Texas 4000 riders stop at Turner Falls to share message of cancer research
DAVIS — Wearing short-sleeved orange and blue cyclist jerseys that had the words Texas 4000 cancer printed in white lettering, 20 University of Texas students disassembled their bicycles and placed them into a trailer that was hitched to their van.
They had arrived at Turner Falls after cycling north on Highway 77 to Turner Falls Park.
This wasn’t wasn’t your normal bike ride.
The Texas 4000 is an 18-month leadership development program in which 66 University of Texas students ride more than 4,000 miles from Austin, Texas, to Anchorage, Alaska, over the course of 70 days on three designated routes — Rockies, Ozark and Sierra — to share their stories of family members who have been struck by cancer and to help raise money for cancer research.
The Rockies route passes through Dallas, Turner Falls, Oklahoma City, Denver, Salt Lake City, Jackson, Wyoming, Yellowstone National Park, Glacier National Park, through the Canadian provinces of Alberta and British Columbia before reaching Alaska.
Thursday marked Day 6 of their 70-day ride across the western half of the United States.
Cancer has affected every one of the riders in one way or another.
Andrew Coulter, who took up cycling last year, got involved with the Texas 4000 to honor the memory of his late grandfather, Vicente Silva Pinto, who passed away from liver cancer four years ago.

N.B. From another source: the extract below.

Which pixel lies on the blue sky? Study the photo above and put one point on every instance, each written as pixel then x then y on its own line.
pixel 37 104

“I spent the last two weeks of his life with him,” Coulter said. “Through that scene, someone that you look up to and is a huge role model for you, who is a powerful figure in your life, and then seeing them at the end of their life, like really, really struggle, was hard for me. I think it cemented the reason for riding the Texas 4,000.”
Olivia Arena rides in honor of her aunt, Maryann Flores, a breast cancer survivor.
“Everyone knows someone affected by cancer and it is really great whenever we see the impact that we’re making in the communities and the stories that are being shared,” Arena said. “When you’re pedaling, you’re really thinking about it as a humble metaphor in the fight against cancer.”
They have encountered people along the way who have similar stories.
An unidentified man from Ardmore share his story of survival with the group Thursday.
“One of our guys was driving and the trailer fell off the hitch and bent,” Coulter said. “An older guy who was from Ardmore pulled up and said he would help us. He got in his truck and went to his house to get the jack and then came back and re-hitched it.
“He asked us what we were doing, and I said that we were riding in the Texas 4000. He said, ‘Oh, a year ago, I was told that I was cancer free.’ He said he had colon cancer. It was nice to see him show that kindness to us.”
Riding in the Texas 4000 has three requirements: one, raise $1 dollar for every mile they bike; two, perform 50 hours of community service; and three, train for one year (each cyclist totals 2,000 miles riding through the streets of Austin).
Texas 4000 seeks to raise $825,000. Having received donations totaling more than $507,000, as of Saturday, the organization is well on their way to meeting their goal.
Donations can be made online at www.texas4000.org/.
But the Texas 4000 is more than just fundraising, Arena said.
“Essentially, we’re a ride-telling organization,” she said. “Everyone in this organization is riding for a reason.”